Monday, November 23, 2009

Are unemployment rates accurate?

According to the Sunday, November 15, 2009, edition of the Detroit Free Press (Freep.com), the following are the ten states with the top unemployment rates:
  • Michigan 15.3%
  • California 12.2%
  • Florida 11.0%
  • Illlinois 10.6%
  • North Carolina 10.9%
  • Georgia 10.1%
  • New Jersey 9.8%
  • Washington 9.3%
  • New York 8.9%
  • Texas 8.2%
The national unemployment rate is greater than 10%.

Of course we have to realize that the real unemployment rate may be greater than or less than this. Why do I say this? Well, you have to consider that there are many Americans -- I know of at least three -- work only in the summer, get laid off, and collect unemployment benefits for a living each winter.

Your certainly not going to get rich living this way, but if that's the kind of life you are comfortable living, it's certainly available. The government set up this program to help people who are laid off, although unemployment gives many people an excuse not to work.

Personally I think unemployment is a good thing, although I think it needs to be refined to make sure people aren't abusing it. I think there should be limits to how many times it can be utilized. I don't think people should be able to live off it year after year.

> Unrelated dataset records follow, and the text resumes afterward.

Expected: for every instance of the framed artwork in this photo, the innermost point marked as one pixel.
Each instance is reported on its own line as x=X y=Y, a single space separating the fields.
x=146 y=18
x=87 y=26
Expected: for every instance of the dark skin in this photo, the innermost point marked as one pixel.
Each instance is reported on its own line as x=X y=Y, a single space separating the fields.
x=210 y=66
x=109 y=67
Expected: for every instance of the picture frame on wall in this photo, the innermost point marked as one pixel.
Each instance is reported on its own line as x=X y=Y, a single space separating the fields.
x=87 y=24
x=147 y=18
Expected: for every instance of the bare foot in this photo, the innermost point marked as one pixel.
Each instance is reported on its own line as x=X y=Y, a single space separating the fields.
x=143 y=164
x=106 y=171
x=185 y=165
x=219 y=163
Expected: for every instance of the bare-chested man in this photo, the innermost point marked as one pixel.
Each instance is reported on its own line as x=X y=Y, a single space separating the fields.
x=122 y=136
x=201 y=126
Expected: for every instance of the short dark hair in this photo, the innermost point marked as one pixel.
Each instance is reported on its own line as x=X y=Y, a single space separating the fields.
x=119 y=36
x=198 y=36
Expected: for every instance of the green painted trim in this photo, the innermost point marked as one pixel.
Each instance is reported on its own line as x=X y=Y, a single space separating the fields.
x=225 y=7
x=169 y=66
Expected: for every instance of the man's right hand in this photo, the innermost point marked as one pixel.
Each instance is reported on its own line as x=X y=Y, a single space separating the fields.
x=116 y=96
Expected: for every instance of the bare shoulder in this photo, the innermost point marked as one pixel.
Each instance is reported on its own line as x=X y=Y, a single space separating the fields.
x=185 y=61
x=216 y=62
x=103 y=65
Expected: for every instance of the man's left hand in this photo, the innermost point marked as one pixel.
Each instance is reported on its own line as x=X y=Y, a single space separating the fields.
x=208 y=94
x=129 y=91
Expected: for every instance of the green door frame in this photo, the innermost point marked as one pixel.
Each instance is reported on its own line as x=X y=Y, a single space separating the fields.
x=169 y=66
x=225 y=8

Then again, there are also many Americans who want to work but are no longer listed as unemployed. These are people who have been unemployed for so long they are no longer listed as unemployed, and those who have been looking for jobs so long they now have part time or temporary jobs.

So, adjusted for this, the real unemployment rate in the U.S. is actually listed at 17%. However, considering what I wrote above about people living off unemployment, I would have to "surmise" that the unemployment rates stated by the Federal government -- the rates listed above -- are probably rather accurate.
What do you think?

1 comment:

DAVE said...

I'm not quite sure what's being said here. The figures at the top show the ten states with the highest unemployment rate in the country while the 17% figure reflects the national unemployment rate including those who fallen off the rolls for various reasons. So are we being told here that Georgia, with a 10.1% unemployment rate has an additional 6.9% of it's population unemployed but they are "seasonal" workers? If so isn't that a bit simplistic? Not to mention that the 17% figure is a national figure while the ten above are state figures, sort of like comparing apples to oranges? You might want to consider the landscaping business which has seasonal swings I'm sure many of those seasonal workers found themselves unemployed this summer and have exhausted their benefits and will not be relaxing this winter so are they unemployed or non-existent? I think we are in a National/Global recession unless you work in one of the industries that caused this problem or on Wall Street. The so called "Global" corporations based in this country have been sending American jobs overseas for years now and will continue to do so because their concerns are global and all about their bottom line not local or national. I think you'll see all of our job and mortgage troubles magically disappear once America and the bulk of it's populace are reduced to third world status.